Enzyme-linked immunosorbent assay (ELISA) for analyzing the binding between mCRP and isolated NETs
Isolated NETs with the adjusted dsDNA concentration of 5 μg/mL were coated on the Poly-L-Lysine-coated plates in PBS at 37°C for 1 hr. Nonspecific binding sites were blocked in PBS containing 2% BSA at 37°C for 1 hr. mCRP at 4.0 μg/mL in PBS was added to the wells in duplicate and incubated at 37°C for 1 hr. Where indicated, 0.1 U/μL DNase I (D7076, Beyotime) was added to wells after NETs were coated on plates, or 0.1 mg/mL polyclonal rabbit anti-MPO antibodies (N5787, Sigma-Aldrich) were added to wells before mCRP was added at 37°C for 1 hr. Then Clone CRP-8 (C1688, Sigma-Aldrich) diluted 1: 1000 in PBS was added at 37°C for 1 hr followed by incubation at 37°C for 1 hr with anti-mouse IgG (Fab specific)–alkaline phosphatase antibody produced in goat (A1293, Sigma-Aldrich) diluted 1:2000 in PBST. The p-nitrophenyl phosphate (N2770, Sigma-Aldrich) at a concentration of 1 mg/mL was used in substrate buffer [1 M diethanolamine and 0.5 mM MgCl2 (pH 9.8)]. Color development was measured spectrophotometrically at 405 nm (Bio-Rad, Tokyo, Japan). In each step, the volume was 100 μL and the plates were washed three times with PBS between steps. All samples were tested in duplicate.
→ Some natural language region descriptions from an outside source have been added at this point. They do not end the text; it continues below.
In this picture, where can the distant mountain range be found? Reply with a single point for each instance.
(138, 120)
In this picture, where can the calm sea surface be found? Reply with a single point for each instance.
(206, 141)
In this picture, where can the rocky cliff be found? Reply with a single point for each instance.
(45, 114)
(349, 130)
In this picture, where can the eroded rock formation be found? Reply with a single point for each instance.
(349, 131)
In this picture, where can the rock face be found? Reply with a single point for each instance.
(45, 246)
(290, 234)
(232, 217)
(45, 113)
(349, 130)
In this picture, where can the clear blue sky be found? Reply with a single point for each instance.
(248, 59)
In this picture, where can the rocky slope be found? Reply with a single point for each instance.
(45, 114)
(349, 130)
Measurement of the levels of D-dimer
D-dimer levels of the samples were analyzed on the VIDAS system (bioMérieux) in our central laboratory. The single-dose, ready-to-use reagent included a solid-phase receptacle and a strip. 200 μL of samples were added to the first well on the strip and then inserts the strip and corresponding solid-phase receptacle into the analyzer. The whole assay is carried out at 37°C for 35 min. The D-dimer concentration was calculated from a calibration curve specific to the reagent batch stored in the software.
Measurement of the levels of high-mobility group box 1 (HMGB-1)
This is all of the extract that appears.